Der Vertretungsberechtigte

Der Vertretungsberechtigte wird auf Zeit durch die Verbandsversammlung benannt. Der Vertretungsberechtigte ist über ein Kontaktformular über die Internetseite erreichbar. Er vertritt die Interessen des Verbandes nach außen.
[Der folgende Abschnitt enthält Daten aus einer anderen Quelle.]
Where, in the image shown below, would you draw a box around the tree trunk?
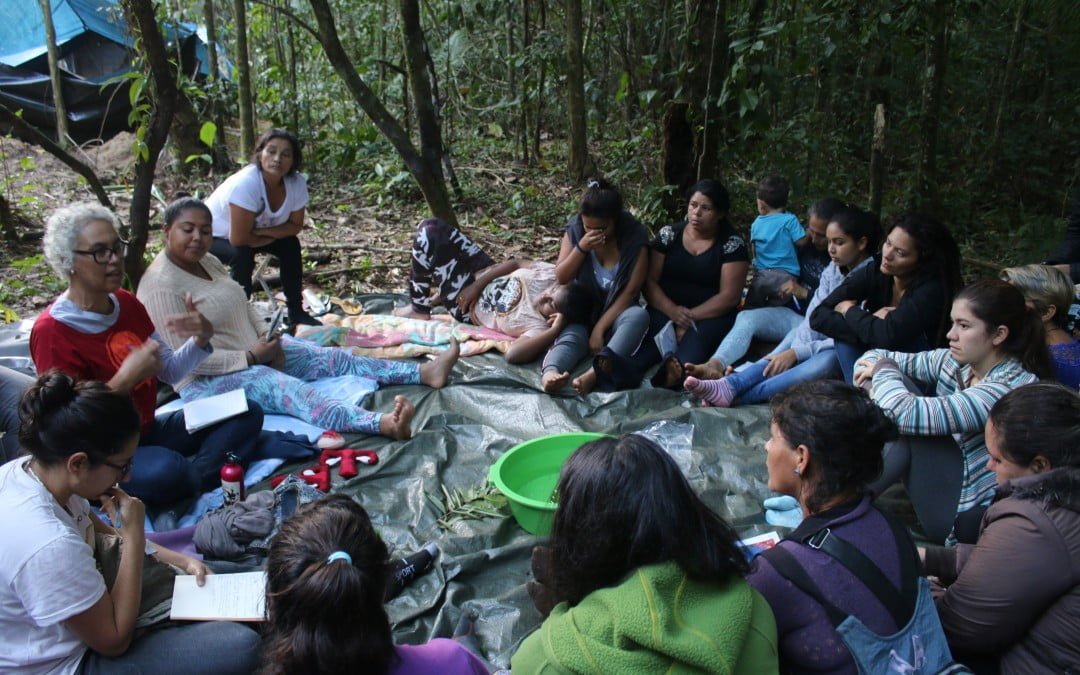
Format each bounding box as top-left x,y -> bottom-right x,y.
915,0 -> 951,213
0,104 -> 114,211
120,0 -> 179,288
566,0 -> 591,180
309,0 -> 458,225
39,0 -> 68,148
869,104 -> 886,218
987,0 -> 1030,179
232,0 -> 255,157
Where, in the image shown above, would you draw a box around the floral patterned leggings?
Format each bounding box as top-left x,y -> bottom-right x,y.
180,335 -> 420,434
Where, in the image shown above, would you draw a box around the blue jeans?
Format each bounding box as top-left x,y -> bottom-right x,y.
726,340 -> 840,405
708,307 -> 802,366
120,399 -> 262,508
78,621 -> 261,675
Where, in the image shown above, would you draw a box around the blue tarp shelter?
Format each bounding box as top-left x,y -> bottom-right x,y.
0,0 -> 230,140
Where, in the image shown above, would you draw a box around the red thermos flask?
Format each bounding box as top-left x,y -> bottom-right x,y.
221,453 -> 244,507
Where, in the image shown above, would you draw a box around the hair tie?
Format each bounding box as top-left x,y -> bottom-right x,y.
326,551 -> 352,565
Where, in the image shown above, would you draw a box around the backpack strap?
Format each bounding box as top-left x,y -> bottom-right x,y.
760,544 -> 849,627
804,527 -> 915,627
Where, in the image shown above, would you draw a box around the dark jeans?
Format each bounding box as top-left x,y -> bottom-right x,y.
79,621 -> 261,675
210,231 -> 303,310
631,307 -> 735,380
121,399 -> 262,508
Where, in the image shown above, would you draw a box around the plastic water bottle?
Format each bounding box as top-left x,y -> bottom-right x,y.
221,453 -> 244,507
383,542 -> 438,600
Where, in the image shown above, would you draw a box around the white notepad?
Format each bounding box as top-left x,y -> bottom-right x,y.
168,571 -> 267,621
184,388 -> 247,433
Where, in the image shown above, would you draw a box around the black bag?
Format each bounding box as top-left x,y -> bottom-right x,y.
761,517 -> 971,674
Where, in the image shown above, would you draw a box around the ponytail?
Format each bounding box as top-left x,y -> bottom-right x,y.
262,495 -> 395,674
956,279 -> 1054,379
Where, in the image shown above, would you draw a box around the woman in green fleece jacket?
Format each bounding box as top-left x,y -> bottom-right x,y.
511,434 -> 778,674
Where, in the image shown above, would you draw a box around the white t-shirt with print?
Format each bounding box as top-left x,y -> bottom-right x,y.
0,456 -> 106,675
206,164 -> 308,239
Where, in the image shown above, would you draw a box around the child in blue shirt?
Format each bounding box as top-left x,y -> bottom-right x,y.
746,176 -> 807,307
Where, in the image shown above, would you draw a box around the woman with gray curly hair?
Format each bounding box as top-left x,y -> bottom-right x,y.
30,203 -> 262,507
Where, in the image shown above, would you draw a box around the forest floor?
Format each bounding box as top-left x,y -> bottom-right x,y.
0,134 -> 580,323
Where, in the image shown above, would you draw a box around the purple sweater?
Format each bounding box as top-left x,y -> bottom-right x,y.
746,497 -> 900,675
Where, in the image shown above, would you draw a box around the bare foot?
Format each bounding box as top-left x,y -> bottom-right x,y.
540,370 -> 570,394
572,368 -> 596,396
390,305 -> 431,321
686,359 -> 730,380
379,394 -> 416,441
420,338 -> 461,389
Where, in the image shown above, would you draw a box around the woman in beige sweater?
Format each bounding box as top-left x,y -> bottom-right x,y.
138,198 -> 458,440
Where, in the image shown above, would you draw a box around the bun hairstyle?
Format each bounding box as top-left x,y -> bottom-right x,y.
18,368 -> 139,465
956,279 -> 1054,380
550,434 -> 747,605
990,382 -> 1080,469
262,495 -> 395,675
578,178 -> 622,222
771,380 -> 897,513
164,192 -> 213,227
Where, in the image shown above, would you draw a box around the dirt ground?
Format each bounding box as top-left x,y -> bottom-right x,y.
0,133 -> 577,323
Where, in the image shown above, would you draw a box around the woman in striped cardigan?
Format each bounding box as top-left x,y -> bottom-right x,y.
854,279 -> 1051,543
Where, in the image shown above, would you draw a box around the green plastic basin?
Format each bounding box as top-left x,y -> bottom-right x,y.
488,432 -> 608,536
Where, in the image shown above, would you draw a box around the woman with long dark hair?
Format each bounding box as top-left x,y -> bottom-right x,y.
924,382 -> 1080,673
854,279 -> 1053,543
262,495 -> 489,675
511,434 -> 777,674
0,370 -> 258,675
810,213 -> 962,382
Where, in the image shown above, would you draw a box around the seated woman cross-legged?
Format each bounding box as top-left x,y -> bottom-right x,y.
30,204 -> 262,508
206,129 -> 319,326
854,279 -> 1052,543
746,380 -> 933,675
809,213 -> 961,382
632,179 -> 750,389
393,218 -> 593,364
923,382 -> 1080,673
0,370 -> 259,675
261,495 -> 489,675
685,208 -> 881,407
138,198 -> 458,440
511,434 -> 777,675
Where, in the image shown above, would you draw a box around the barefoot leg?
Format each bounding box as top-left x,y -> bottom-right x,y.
572,368 -> 596,396
540,370 -> 570,394
379,394 -> 416,441
420,338 -> 461,389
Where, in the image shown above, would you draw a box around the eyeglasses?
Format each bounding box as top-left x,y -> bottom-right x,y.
102,457 -> 135,476
71,239 -> 127,265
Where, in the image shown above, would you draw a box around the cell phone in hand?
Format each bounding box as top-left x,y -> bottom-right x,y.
266,307 -> 285,342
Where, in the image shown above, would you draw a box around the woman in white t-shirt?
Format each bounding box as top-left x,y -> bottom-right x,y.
0,370 -> 259,675
206,129 -> 320,326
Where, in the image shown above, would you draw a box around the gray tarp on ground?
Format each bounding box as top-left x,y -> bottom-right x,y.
300,297 -> 774,666
0,296 -> 911,667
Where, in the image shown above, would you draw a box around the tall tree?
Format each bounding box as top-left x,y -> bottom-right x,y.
232,0 -> 255,157
565,0 -> 591,180
39,0 -> 68,148
309,0 -> 458,225
120,0 -> 180,286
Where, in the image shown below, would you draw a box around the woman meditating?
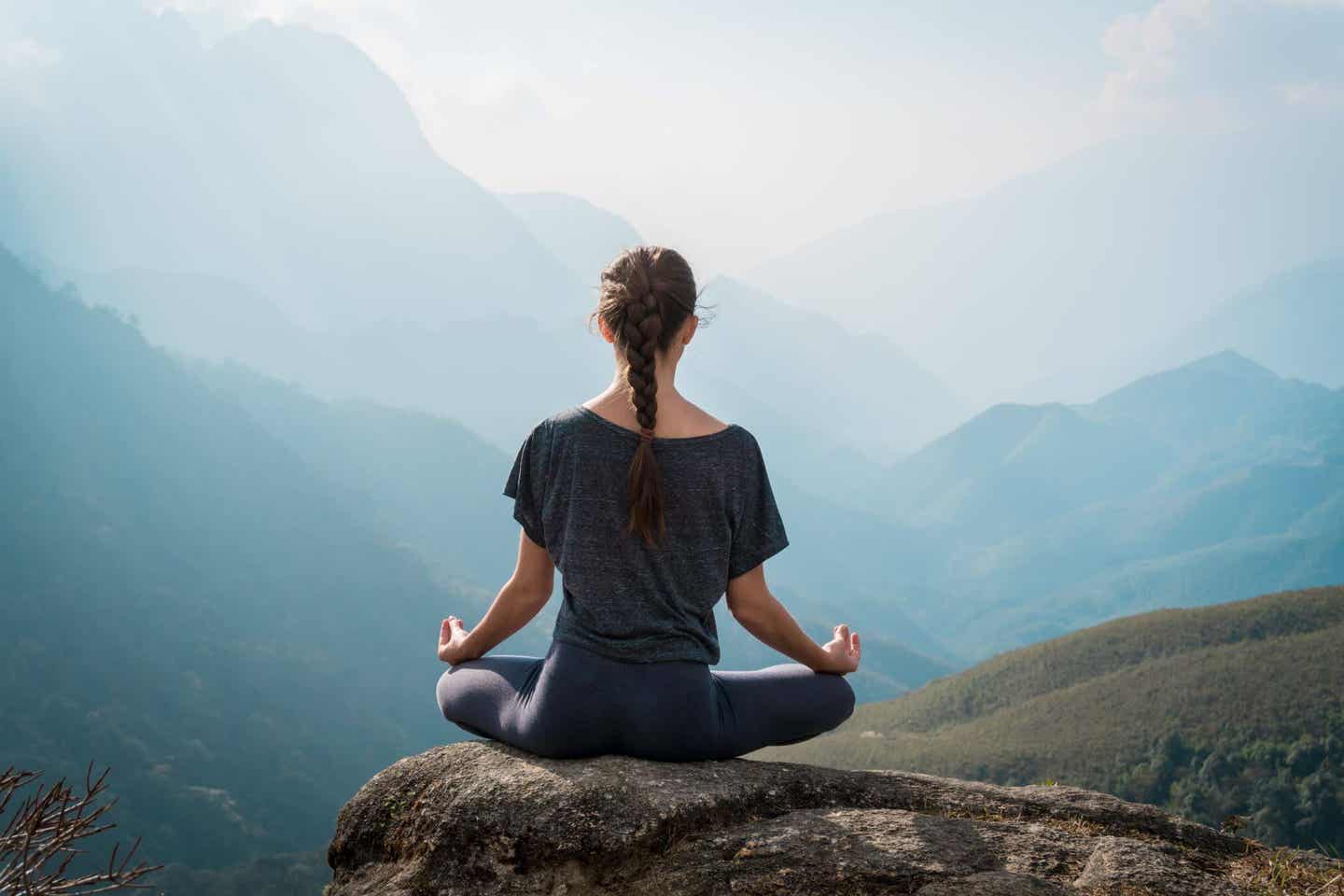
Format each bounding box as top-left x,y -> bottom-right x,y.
438,245 -> 859,761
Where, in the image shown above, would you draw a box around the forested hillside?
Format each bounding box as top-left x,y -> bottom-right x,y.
871,352 -> 1344,658
755,587 -> 1344,850
0,245 -> 511,865
0,251 -> 952,887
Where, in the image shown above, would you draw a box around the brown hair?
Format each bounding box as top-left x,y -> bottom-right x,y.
589,245 -> 696,544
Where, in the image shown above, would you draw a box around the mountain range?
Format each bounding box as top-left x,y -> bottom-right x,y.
743,116 -> 1344,406
871,352 -> 1344,658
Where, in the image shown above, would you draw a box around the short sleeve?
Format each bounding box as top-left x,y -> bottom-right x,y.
504,423 -> 550,548
728,437 -> 789,579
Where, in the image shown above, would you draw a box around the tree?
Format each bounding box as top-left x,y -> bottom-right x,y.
0,763 -> 162,896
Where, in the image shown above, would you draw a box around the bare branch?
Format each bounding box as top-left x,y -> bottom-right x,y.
0,762 -> 162,896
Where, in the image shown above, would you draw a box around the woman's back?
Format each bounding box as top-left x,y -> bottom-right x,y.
437,245 -> 859,759
504,406 -> 789,665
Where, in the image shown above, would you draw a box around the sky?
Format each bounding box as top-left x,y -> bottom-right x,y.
7,0 -> 1344,281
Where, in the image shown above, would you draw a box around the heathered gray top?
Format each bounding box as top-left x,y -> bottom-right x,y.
504,404 -> 789,665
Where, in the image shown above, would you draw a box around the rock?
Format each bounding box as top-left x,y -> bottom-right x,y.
325,741 -> 1306,896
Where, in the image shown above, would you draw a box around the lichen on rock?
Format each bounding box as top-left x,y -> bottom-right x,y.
325,741 -> 1322,896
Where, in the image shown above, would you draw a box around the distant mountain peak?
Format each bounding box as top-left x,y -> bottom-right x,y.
1176,348 -> 1281,380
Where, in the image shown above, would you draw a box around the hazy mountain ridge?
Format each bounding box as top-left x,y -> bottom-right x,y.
0,7 -> 584,328
496,192 -> 644,286
754,587 -> 1344,849
0,243 -> 518,865
746,119 -> 1344,401
875,352 -> 1344,657
1167,257 -> 1344,388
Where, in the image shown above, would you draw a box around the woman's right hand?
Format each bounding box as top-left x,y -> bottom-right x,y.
821,622 -> 861,676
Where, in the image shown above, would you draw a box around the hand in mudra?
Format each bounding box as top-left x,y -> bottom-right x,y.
821,622 -> 861,676
438,617 -> 468,665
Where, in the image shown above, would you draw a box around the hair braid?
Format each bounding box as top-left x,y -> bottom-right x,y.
594,245 -> 696,545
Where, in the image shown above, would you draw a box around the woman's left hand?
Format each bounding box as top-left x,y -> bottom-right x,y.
438,617 -> 469,665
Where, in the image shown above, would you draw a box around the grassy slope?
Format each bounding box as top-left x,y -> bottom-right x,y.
755,587 -> 1344,783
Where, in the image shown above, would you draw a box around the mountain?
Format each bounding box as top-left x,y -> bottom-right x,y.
1164,257 -> 1344,388
497,192 -> 644,287
870,352 -> 1344,657
189,361 -> 959,682
745,117 -> 1344,403
0,4 -> 587,330
0,243 -> 556,866
678,276 -> 966,462
752,587 -> 1344,852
Er lädt zur nächsten regulären Verbandsversammlung ein.

§ 9

Arbeitskreise

Zur Wahrnehmung der Aufgaben werden Arbeitskreise gebildet.

Sie führen die Geschäfte entsprechend ihres Aufgabenbereiches.

§ 10

Aufsichts- und Kontrollgremium

Aufsichts- und Kontrollgremium ist die Verbandsversammlung.

§ 11
Salvatorische Klausel

Wenn ein Paragraph ungültig ist, bleibt der Rest der Satzung in Kraft. 

Diese Satzung tritt mit einstimmigem Beschluss der anwesenden Wahlkommissionen am 25. November 2023 in Kraft.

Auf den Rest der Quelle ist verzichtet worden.